Releases: scientist-labs/lancelot

Lancelot 0.3.0 Release

10 Aug 03:12
831afef

Choose a tag to compare

New Features

  • Reciprocal Rank Fusion (RRF): Added support for hybrid search combining vector and text search results with configurable alpha weighting (#4)
  • Optional Field Support: Records can now be added with missing fields - unspecified fields will be set to null instead of raising errors

Improvements

  • Enhanced README with comprehensive quick start guide and usage examples
  • Added example demonstrating optional field usage (examples/optional_fields_demo.rb)
  • Expanded test coverage for new features

Bug Fixes

  • Fixed field requirement validation to properly handle optional fields in dataset schemas

This release focuses on making Lancelot more flexible for real-world use cases where not all data fields are always present, and enables sophisticated hybrid search capabilities through RRF.
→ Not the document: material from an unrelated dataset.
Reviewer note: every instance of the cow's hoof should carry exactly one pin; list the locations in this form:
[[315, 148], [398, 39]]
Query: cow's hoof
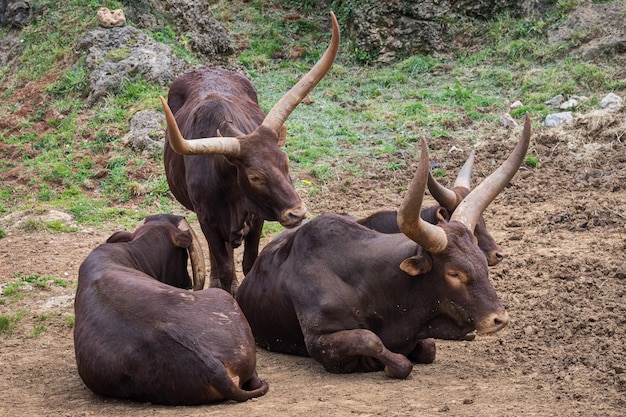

🎯 Lancelot 0.2.0 - Hybrid Search with Reciprocal Rank Fusion

27 Jul 18:45
0a44173

Choose a tag to compare

We're thrilled to announce Lancelot 0.2.0, bringing powerful hybrid search capabilities to Ruby! This release introduces Reciprocal Rank Fusion (RRF), enabling you to combine vector and text
search results for superior search quality.

🆕 What's New

Hybrid Search with RRF

The star feature of this release is the new hybrid_search method, which intelligently combines results from different search modalities:

  # Combine semantic vector search with keyword text search
  results = dataset.hybrid_search(
    "machine learning",                    # Text query
    vector: text_to_embedding("ML/AI"),    # Vector query
    vector_column: "embedding",
    text_column: "content",
    limit: 10
  )

  # Results include RRF scores for ranking
  results.each do |doc|
    puts "#{doc[:title]} - Score: #{doc[:rrf_score]}"
  end

Flexible Search Combinations

  • Same Query, Multiple Modalities: Use the same query for both vector and text search to capture both semantic and lexical matches
  • Different Queries per Modality: Use conceptual queries for vectors and specific keywords for text
  • Multi-Column Text Search: Search across multiple text columns while doing vector similarity
  • Custom Fusion Parameters: Tune the RRF k parameter to control result blending

RankFusion Module

For advanced use cases, directly access the RRF algorithm:

  # Combine results from multiple independent searches
  vector_results = dataset.vector_search(embedding1, limit: 20)
  text_results = dataset.text_search("neural networks", limit: 20)
  keyword_results = dataset.text_search("PyTorch", limit: 20)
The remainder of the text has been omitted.